There were many other issues one can highlight with the 7 page rejection of the march-in petition. The NIH did not even acknowledge that Abbott’s weak evergreening patent claims were the subject of challenges at the USPTO by the Public Patent Foundation. The NIH took the position that Abbott’s refusal to license ritonavir for co-formulated AIDS or hepatitis drugs sold by competitors have no impact on public health. The NIH decision made it sound as though the public testimony in 2004 against the march-in was from disinterested parties, while all of the testimony against the march-in was from parties that were making money on NIH funded inventions.

At this point, we plan to appeal the NIH decision to the Secretary of HHS.

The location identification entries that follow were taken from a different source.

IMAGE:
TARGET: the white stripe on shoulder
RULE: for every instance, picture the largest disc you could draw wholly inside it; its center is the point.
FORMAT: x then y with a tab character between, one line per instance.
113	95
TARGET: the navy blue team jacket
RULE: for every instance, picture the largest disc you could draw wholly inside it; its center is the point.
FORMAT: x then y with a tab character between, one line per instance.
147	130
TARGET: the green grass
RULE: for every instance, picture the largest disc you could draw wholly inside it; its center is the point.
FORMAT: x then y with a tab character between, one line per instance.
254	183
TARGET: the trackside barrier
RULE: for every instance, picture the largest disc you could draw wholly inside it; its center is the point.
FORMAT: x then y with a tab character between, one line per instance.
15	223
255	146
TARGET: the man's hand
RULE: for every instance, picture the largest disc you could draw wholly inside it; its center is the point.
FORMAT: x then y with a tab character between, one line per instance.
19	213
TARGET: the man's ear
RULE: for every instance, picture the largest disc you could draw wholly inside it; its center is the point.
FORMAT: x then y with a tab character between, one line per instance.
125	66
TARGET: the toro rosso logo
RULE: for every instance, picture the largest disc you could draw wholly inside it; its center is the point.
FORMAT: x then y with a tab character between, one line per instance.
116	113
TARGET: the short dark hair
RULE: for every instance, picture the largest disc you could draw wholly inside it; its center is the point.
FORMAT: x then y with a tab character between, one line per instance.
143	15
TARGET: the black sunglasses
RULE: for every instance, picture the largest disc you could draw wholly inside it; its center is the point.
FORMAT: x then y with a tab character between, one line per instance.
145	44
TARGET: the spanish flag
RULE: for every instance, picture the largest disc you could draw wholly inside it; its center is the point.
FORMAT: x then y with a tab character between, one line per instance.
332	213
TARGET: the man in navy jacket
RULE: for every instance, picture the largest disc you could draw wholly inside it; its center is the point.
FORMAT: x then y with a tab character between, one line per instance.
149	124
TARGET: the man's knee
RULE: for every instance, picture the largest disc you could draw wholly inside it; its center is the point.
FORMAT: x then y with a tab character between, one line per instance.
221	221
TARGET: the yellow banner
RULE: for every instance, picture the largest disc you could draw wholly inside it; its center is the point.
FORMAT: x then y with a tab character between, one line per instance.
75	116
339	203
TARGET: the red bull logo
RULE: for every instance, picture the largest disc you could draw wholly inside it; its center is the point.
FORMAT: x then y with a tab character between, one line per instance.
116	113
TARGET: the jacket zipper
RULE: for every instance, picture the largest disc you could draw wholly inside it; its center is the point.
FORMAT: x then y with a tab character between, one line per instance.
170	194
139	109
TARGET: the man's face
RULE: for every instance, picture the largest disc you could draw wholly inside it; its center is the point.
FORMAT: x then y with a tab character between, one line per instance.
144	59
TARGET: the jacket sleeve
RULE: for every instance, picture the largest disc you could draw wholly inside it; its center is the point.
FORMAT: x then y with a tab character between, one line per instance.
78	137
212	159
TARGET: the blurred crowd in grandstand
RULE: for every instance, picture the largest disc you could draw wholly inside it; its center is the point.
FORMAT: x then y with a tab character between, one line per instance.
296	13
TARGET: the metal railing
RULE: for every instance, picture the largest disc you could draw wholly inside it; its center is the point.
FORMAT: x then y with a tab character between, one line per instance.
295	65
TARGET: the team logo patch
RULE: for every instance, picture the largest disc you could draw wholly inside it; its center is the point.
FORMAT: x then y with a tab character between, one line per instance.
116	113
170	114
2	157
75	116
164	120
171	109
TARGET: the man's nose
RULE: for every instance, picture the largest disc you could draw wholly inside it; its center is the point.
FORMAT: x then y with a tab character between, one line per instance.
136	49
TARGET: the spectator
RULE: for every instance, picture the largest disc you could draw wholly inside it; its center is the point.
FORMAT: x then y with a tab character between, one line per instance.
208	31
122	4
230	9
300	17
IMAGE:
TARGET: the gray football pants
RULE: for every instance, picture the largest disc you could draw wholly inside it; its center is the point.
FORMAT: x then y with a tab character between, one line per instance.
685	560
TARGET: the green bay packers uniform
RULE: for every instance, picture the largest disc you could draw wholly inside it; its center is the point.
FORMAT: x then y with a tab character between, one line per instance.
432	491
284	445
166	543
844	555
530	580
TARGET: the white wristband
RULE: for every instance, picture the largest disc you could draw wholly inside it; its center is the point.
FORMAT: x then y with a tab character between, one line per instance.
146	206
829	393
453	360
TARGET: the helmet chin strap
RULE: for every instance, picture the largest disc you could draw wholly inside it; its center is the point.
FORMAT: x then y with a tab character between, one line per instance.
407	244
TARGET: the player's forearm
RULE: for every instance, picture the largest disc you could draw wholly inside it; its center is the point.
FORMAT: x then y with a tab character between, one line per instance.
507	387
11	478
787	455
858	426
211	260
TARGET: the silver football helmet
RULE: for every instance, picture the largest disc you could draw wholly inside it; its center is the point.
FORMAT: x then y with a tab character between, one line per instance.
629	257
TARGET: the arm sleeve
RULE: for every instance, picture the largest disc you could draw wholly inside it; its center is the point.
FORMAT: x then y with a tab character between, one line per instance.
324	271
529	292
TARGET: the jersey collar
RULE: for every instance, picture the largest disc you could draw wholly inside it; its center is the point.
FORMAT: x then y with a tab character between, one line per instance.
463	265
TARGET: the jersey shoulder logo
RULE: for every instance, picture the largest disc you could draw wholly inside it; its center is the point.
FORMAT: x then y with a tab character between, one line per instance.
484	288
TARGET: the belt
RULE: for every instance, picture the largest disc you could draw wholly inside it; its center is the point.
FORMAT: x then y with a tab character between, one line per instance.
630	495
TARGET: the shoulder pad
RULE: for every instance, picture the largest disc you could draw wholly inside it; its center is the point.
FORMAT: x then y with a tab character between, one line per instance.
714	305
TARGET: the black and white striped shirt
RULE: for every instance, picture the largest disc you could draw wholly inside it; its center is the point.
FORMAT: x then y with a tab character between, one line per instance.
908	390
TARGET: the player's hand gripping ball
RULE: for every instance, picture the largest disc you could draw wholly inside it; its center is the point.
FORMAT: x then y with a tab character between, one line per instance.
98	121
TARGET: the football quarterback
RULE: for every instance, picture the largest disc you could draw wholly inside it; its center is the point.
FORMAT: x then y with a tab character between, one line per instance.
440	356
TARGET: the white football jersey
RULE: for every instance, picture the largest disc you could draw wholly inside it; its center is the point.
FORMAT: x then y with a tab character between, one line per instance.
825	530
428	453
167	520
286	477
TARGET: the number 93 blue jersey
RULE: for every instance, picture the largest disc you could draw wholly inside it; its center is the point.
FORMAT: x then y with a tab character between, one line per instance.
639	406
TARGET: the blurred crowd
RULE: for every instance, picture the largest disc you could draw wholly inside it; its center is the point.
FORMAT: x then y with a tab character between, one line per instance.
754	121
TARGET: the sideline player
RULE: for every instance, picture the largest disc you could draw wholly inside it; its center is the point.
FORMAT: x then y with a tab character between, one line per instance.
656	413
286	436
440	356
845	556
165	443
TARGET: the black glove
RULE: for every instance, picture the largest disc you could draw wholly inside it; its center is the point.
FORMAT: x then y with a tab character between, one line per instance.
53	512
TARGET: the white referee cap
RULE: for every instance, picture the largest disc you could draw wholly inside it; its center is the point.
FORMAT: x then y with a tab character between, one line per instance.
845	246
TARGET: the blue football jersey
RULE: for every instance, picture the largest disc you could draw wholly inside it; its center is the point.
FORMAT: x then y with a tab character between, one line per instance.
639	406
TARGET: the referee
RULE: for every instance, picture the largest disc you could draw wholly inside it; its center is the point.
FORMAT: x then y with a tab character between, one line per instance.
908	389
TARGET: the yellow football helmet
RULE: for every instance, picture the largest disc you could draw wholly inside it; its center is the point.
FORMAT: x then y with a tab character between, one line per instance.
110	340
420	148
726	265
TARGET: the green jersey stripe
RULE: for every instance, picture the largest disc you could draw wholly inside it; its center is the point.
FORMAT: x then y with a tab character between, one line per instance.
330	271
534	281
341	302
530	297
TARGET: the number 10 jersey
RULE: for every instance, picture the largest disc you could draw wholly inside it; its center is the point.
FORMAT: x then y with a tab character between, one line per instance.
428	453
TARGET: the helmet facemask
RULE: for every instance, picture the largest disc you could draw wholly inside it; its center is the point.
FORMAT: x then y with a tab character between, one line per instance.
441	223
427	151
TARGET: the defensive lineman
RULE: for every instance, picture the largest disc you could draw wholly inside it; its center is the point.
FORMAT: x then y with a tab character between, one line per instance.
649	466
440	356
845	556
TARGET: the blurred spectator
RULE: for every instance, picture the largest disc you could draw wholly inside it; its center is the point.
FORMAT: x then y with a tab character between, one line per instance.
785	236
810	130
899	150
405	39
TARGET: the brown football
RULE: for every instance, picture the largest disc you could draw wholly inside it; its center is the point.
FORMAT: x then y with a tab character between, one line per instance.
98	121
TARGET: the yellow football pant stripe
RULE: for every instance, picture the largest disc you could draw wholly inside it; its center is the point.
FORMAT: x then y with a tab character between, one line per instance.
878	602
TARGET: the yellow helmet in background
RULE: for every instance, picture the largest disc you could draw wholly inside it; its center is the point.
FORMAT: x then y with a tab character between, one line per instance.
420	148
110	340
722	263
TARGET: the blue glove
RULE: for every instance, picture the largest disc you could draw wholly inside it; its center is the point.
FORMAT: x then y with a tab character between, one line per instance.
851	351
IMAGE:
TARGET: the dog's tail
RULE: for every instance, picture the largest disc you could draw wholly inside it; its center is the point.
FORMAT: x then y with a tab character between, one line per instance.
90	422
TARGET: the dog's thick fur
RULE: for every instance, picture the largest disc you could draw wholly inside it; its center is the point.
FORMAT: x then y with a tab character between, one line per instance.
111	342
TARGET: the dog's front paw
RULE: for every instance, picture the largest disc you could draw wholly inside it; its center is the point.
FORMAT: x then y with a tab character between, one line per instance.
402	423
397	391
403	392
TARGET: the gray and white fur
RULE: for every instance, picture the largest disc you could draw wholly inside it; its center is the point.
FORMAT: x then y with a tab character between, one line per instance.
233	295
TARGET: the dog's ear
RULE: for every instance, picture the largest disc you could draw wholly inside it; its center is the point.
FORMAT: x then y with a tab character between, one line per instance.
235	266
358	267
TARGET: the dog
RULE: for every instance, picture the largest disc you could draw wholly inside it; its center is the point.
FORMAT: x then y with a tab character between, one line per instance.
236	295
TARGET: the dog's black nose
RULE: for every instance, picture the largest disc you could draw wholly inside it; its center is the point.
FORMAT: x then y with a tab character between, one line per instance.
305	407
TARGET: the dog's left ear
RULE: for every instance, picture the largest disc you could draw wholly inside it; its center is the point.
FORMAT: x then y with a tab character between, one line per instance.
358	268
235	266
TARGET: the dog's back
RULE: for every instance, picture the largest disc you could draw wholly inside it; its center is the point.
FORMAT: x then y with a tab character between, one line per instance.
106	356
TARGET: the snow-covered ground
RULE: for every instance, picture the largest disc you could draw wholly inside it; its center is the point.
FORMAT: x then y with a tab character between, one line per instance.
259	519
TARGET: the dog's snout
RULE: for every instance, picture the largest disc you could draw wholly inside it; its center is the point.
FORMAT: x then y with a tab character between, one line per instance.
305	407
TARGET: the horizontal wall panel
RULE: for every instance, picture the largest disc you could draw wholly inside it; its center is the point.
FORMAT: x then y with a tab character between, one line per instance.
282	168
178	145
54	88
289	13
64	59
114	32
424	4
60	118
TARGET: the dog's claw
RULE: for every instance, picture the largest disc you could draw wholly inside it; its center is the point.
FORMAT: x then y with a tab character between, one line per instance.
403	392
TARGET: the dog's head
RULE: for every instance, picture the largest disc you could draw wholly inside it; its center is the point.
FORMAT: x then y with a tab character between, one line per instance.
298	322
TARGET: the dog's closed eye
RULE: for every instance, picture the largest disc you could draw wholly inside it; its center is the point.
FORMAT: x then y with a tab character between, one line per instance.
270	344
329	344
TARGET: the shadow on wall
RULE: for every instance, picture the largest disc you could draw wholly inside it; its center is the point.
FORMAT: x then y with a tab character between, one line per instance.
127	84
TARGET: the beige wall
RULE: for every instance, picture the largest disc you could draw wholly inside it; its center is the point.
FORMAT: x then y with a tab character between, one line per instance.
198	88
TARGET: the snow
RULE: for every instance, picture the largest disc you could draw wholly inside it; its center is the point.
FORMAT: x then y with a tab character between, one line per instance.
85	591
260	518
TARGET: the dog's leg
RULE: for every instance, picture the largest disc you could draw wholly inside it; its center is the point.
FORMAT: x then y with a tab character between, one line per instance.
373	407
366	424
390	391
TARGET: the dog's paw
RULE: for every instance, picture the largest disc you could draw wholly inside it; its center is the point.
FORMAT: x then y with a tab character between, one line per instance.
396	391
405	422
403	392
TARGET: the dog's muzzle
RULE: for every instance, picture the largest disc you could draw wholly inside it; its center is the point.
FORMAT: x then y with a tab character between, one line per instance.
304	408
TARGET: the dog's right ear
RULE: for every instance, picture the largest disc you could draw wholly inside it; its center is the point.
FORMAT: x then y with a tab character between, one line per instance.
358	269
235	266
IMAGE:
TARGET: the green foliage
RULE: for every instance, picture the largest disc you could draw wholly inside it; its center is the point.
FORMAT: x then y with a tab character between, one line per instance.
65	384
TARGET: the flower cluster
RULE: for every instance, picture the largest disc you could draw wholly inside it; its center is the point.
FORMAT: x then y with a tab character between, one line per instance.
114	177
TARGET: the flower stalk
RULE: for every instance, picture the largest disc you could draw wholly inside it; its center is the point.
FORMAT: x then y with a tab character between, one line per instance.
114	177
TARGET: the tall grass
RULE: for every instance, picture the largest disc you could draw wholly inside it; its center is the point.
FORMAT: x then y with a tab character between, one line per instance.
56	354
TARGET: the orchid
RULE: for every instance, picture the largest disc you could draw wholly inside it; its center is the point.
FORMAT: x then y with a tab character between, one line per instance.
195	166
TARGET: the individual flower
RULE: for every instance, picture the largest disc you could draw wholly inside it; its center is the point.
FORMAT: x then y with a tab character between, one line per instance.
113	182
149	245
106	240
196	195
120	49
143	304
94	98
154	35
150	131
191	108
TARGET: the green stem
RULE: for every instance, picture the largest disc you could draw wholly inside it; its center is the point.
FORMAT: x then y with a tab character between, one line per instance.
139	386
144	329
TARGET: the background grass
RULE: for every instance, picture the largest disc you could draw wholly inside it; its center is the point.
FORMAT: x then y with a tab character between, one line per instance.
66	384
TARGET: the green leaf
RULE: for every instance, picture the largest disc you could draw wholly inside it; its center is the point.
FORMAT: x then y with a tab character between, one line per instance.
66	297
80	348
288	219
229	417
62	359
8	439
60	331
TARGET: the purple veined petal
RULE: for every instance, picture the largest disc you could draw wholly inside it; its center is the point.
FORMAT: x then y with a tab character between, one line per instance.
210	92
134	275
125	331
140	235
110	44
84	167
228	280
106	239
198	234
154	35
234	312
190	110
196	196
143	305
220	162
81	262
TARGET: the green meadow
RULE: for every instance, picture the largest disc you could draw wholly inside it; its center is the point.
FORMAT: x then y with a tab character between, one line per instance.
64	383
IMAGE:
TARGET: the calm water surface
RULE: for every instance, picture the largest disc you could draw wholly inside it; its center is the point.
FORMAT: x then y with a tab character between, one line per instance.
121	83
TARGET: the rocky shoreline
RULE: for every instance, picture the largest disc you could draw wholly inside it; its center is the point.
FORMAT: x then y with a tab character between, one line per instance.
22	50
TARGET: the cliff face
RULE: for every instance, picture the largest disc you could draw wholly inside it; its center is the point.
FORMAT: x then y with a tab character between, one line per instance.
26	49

The following are additional comments.

Robert Weissman, President, Public Citizen

The American people have a right to expect that when their government’s money is spent on pharmaceutical research and development, the resulting drugs are reasonably priced. The law gives U.S. government agencies the authority to satisfy this expectation. Unfortunately, the National Institutes of Health determination in the ritonavir case amounts to a declaration that the agency has no intention of exercising its authority. The NIH position is that the only quid pro quo expected of drug companies selling drugs invented on the public dime is that they place the drugs on the market. That is flatly unreasonable, and not a decision that will sit well with the American people. The Secretary of Health and Human Services should reconsider and overrule this misguided determination.

Reshma Ramachandran, American Medical Student Association (AMSA)

We as future providers are deeply disappointed that the National Institutes of Health has again failed to act on its sensitivity to the “impact of the pricing of drugs and their availability to patients.” As physicians-in-training, we are witness to our patients’ daily struggles to access quality, affordable medicines. It is unacceptable that the NIH, the largest funder of biomedical research, does not take responsibility to ensure that American citizens, our patients, do not have to pay twice for access to drugs developed through NIH grants – once through taxes and again through exorbitant prices set by pharmaceutical companies.